The problem is that the film isn’t really that scary. Nor as violent as one would expect. The only time it even really gets grimy is a gory birth or rebirth scene in flashback. As the film is campier than anything. That keeps trying to make you laugh at the macabre.
It’s an example of the rather soft horror films studios were putting out At the time. This film feels more suited for 13-year-olds rather than adults with its goofiness at times as it gets over the top with puns and one-liners and the doctor having overgrown murder tools and accessories that couldn’t have been bought. So they must have been created. Making him quite the artist as well. Though also makes him come off as a crazed clown with an identity crisis. Which makes an odd screen psychopathic killer.
Director, Manny Coto, revealed that the MPAA told him he had a lot of work to do on the film before they could give it an R rating. They had to cut out a lot of the gore because the MPAA was particularly harsh on them since horror films faced heavy censorship in the early 1990s. Which would explain why the film feels so clean when it comes to deaths and violence. Nothing really terror-inducing
Larry Drake is an all-star here. He does an impressive job and is memorable. As he usually did in other films. He is a favorite in the DARKMAN series of films. He never quite got his break as a more popular character actor. Hard to believe he was actually considered only after Ted Danson and Matt Frewer turned the part down
The problem here is that his film is meant to be an introduction, but feels more like a sequel of sorts. Where we are supposed to know about him already. We see the doctor in action more as a phantom in the background. So we never get to see exactly how dangerous he was originally. So the murders he commits here seem more secondhand. Not as shocking or powerful As they should feel.

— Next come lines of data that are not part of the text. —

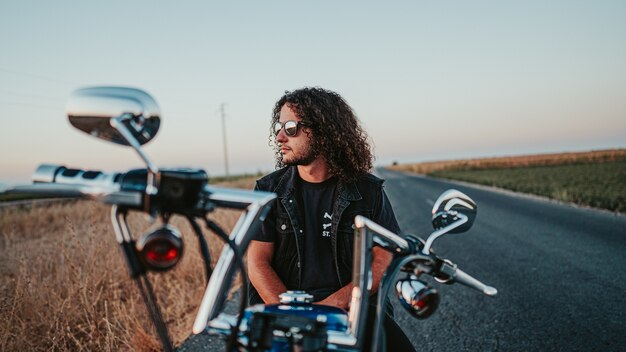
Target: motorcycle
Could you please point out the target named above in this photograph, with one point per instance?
(131, 117)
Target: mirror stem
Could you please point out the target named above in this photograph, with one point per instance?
(433, 236)
(151, 182)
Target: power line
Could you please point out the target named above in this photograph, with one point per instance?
(38, 106)
(37, 76)
(224, 136)
(28, 95)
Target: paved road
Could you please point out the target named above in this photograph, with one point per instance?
(560, 272)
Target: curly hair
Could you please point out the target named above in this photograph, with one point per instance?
(336, 131)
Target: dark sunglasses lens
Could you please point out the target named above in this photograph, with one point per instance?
(291, 128)
(277, 128)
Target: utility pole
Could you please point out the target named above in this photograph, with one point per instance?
(224, 136)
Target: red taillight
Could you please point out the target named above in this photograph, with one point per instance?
(161, 249)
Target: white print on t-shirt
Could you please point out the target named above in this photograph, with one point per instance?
(325, 226)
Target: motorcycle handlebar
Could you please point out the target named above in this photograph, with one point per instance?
(451, 272)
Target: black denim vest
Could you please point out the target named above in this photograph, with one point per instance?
(361, 197)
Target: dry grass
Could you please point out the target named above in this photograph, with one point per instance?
(64, 285)
(514, 161)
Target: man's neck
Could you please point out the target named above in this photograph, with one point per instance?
(315, 172)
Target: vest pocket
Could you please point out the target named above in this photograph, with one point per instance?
(345, 242)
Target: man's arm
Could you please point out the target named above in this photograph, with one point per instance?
(380, 261)
(261, 273)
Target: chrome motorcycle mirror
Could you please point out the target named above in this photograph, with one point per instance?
(453, 212)
(122, 115)
(92, 110)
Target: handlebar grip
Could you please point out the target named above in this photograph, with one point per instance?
(453, 273)
(467, 280)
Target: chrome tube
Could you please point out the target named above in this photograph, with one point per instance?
(366, 233)
(256, 205)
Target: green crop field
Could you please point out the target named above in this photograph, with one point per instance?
(599, 185)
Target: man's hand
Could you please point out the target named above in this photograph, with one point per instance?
(261, 273)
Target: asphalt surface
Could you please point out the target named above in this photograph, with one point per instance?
(560, 271)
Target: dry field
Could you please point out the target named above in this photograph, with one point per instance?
(64, 285)
(514, 161)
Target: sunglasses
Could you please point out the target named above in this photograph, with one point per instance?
(291, 127)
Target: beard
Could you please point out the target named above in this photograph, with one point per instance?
(305, 157)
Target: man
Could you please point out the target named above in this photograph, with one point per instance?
(322, 183)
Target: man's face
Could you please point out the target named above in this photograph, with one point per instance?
(295, 150)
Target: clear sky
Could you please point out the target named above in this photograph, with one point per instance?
(429, 79)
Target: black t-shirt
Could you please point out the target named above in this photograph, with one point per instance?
(319, 274)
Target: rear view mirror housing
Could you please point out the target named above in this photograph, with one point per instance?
(447, 208)
(95, 110)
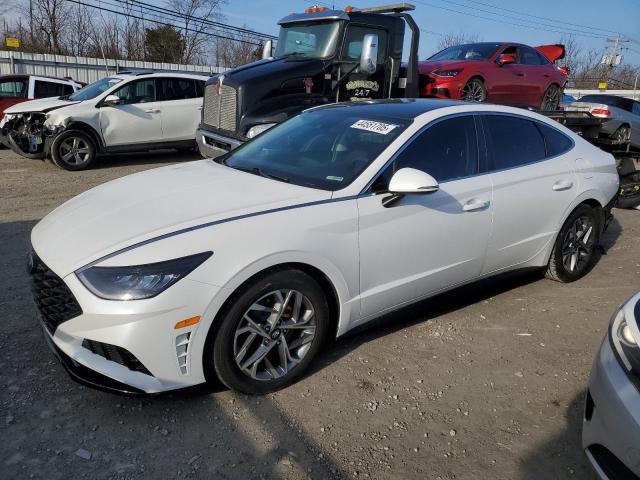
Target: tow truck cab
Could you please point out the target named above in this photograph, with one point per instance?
(322, 56)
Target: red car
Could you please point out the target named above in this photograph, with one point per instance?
(20, 88)
(504, 73)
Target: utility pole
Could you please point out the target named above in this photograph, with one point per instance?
(613, 58)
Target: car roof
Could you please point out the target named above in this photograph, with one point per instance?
(148, 74)
(403, 108)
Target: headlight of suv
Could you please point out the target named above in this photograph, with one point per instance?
(139, 281)
(258, 129)
(624, 337)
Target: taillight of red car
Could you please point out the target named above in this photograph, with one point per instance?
(601, 112)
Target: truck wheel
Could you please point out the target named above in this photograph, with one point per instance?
(271, 332)
(629, 194)
(73, 150)
(474, 91)
(574, 253)
(551, 99)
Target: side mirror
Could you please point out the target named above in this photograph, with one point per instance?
(266, 49)
(410, 180)
(506, 59)
(111, 101)
(369, 54)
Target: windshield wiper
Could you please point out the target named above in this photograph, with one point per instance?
(261, 173)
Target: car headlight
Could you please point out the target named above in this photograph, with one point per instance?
(258, 129)
(447, 73)
(139, 281)
(624, 337)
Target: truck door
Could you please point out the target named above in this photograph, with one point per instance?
(357, 85)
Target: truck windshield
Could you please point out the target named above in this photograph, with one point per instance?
(326, 148)
(310, 40)
(96, 88)
(472, 51)
(13, 88)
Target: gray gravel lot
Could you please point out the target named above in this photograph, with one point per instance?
(484, 382)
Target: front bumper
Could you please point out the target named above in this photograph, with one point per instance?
(611, 427)
(212, 144)
(129, 347)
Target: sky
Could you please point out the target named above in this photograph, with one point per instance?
(523, 25)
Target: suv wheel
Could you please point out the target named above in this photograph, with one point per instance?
(271, 332)
(73, 150)
(575, 251)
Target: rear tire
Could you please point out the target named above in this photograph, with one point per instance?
(551, 99)
(629, 193)
(474, 91)
(575, 251)
(73, 150)
(281, 319)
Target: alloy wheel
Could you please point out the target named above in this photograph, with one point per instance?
(578, 244)
(274, 335)
(473, 92)
(74, 151)
(551, 99)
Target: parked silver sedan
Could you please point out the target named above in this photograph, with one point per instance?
(611, 427)
(622, 115)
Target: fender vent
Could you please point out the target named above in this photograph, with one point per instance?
(182, 352)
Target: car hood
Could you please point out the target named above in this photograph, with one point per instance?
(156, 202)
(39, 105)
(428, 66)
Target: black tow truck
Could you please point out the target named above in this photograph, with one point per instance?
(322, 56)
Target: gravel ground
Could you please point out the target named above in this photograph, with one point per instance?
(484, 382)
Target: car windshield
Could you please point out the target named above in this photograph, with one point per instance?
(310, 40)
(472, 51)
(95, 89)
(326, 148)
(13, 88)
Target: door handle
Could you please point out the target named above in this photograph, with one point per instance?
(475, 204)
(562, 185)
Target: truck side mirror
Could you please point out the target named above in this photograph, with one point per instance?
(369, 54)
(266, 49)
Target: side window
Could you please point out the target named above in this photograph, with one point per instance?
(557, 143)
(44, 89)
(446, 151)
(353, 43)
(176, 89)
(513, 141)
(138, 91)
(529, 56)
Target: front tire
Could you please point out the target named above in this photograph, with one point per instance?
(271, 332)
(73, 150)
(575, 251)
(551, 99)
(474, 91)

The rest of the cast unfortunately is forgettable as they just seem your average type cliche one-note characters. There didn’t seem to be an effort to humanize them. So as they are slaughtered you feel nothing or rather cheer for their demise. Making for a macabre crowd pleaser. The film is as fun as the title suggests. One just wishes there was more to it. As it easily runs out of room with its initial premise. So it keeps adding to pad out the film. Though really the film feels like an attempt to make a big-screen slasher. Though ends up coming across more as the type you would see in a film that needs a horror film for the characters to watch that could be very generic but needs a hook.
I find myself being more kind to this film than maybe I should as it is a childhood favorite. When I stuck to mainly studio horror films out of fear of the more extreme ones.